Qatar's response will define the next chapter of global energy security. Several dynamics are at play:

  • Accelerated NFE commissioning: Every month of delay in bringing the new trains online costs Europe and Asia dearly. QatarEnergy has strong incentives to fast-track first gas, though construction timelines are not easily compressed.
  • Contract renegotiation: Force majeure declarations have opened complex legal and commercial negotiations with buyers in Italy, Belgium, South Korea, and China. How these are resolved will set precedents for energy security arrangements globally.
  • American LNG fills the gap — at a price: US producers are the immediate beneficiaries, but American LNG is more expensive than Qatari supply, and export terminal capacity has its own constraints.
  • Security of energy infrastructure: The vulnerability of Ras Laffan — the single largest LNG export facility on earth — to missile attack has forced a reckoning. Gulf states and their partners must now treat energy infrastructure protection as a first-order military priority.

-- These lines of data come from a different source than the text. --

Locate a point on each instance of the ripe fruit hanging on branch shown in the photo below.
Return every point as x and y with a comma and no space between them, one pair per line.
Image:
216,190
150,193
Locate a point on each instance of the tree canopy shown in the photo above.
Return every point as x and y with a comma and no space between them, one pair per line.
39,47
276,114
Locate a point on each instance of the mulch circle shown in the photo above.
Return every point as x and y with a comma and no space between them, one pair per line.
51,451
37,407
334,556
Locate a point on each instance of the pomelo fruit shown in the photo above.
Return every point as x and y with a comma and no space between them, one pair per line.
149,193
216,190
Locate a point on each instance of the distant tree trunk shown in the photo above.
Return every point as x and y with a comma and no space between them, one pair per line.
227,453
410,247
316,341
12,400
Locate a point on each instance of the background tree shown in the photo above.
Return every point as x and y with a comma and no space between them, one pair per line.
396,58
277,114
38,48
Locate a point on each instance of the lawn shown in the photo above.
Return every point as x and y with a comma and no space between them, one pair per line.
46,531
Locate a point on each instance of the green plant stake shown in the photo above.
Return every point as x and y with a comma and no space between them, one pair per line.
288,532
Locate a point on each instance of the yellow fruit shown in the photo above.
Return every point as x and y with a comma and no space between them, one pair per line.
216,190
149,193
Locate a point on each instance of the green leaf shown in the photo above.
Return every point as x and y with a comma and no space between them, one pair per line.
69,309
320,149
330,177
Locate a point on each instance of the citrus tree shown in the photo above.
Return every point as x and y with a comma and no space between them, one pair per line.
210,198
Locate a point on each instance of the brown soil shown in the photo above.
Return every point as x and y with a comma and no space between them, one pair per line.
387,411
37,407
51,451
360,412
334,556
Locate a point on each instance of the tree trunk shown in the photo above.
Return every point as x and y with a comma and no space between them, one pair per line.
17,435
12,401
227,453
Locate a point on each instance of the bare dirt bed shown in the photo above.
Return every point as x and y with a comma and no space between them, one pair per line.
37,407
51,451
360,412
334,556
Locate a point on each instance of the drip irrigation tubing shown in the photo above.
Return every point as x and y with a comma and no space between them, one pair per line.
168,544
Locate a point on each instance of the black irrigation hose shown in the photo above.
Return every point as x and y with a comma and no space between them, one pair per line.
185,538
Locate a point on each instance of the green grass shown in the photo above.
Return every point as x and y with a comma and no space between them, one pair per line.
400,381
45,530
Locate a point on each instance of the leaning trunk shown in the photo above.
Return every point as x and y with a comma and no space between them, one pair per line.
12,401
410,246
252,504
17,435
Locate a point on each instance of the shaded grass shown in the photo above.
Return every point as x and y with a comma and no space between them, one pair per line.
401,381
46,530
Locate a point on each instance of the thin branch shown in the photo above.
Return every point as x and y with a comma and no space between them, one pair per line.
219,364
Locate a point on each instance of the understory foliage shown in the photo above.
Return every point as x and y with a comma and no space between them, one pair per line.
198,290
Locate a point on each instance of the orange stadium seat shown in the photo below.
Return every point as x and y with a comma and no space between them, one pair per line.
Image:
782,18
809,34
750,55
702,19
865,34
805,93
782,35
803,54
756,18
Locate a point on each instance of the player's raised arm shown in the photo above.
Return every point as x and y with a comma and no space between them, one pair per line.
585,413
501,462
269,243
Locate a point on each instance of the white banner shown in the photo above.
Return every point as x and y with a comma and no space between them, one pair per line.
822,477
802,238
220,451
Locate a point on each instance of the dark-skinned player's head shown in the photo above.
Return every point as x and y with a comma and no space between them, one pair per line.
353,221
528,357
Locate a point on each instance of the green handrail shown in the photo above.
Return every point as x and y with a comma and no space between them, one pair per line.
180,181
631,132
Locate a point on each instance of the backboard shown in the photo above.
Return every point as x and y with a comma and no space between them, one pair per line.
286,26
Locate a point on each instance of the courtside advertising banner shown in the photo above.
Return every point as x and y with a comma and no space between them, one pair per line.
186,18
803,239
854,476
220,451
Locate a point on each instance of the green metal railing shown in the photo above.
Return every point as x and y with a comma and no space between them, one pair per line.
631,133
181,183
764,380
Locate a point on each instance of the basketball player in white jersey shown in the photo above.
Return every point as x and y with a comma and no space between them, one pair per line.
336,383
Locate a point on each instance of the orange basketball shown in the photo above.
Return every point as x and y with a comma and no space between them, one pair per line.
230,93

Qatar's Indispensable Role in a Fractured Market

The paradox of March 2026 is that the very attacks meant to weaken Qatar have demonstrated how indispensable Doha is to global energy stability. When a single facility's partial shutdown sends gas prices soaring across three continents and forces Thailand to burn coal, the message is unmistakable: there is no viable path to European energy independence or Asian economic growth that does not run through Qatar's North Field.

Al-Kaabi's vision of 126 mtpa by 2027 may now stretch into 2028 or beyond. But the underlying logic of the North Field expansion — that the world needs vastly more LNG than it currently produces, and that Qatar is the lowest-cost producer best positioned to deliver it — has only been reinforced by the crisis. As European policymakers finalize their national gas diversification plans, required by March 1 under the new regulation, Qatar's name appears on every one of them.

The North Field is not merely a gas project. It is, as events of the past three weeks have made brutally clear, a pillar of the global economic order — and its protection is now a matter of international consequence.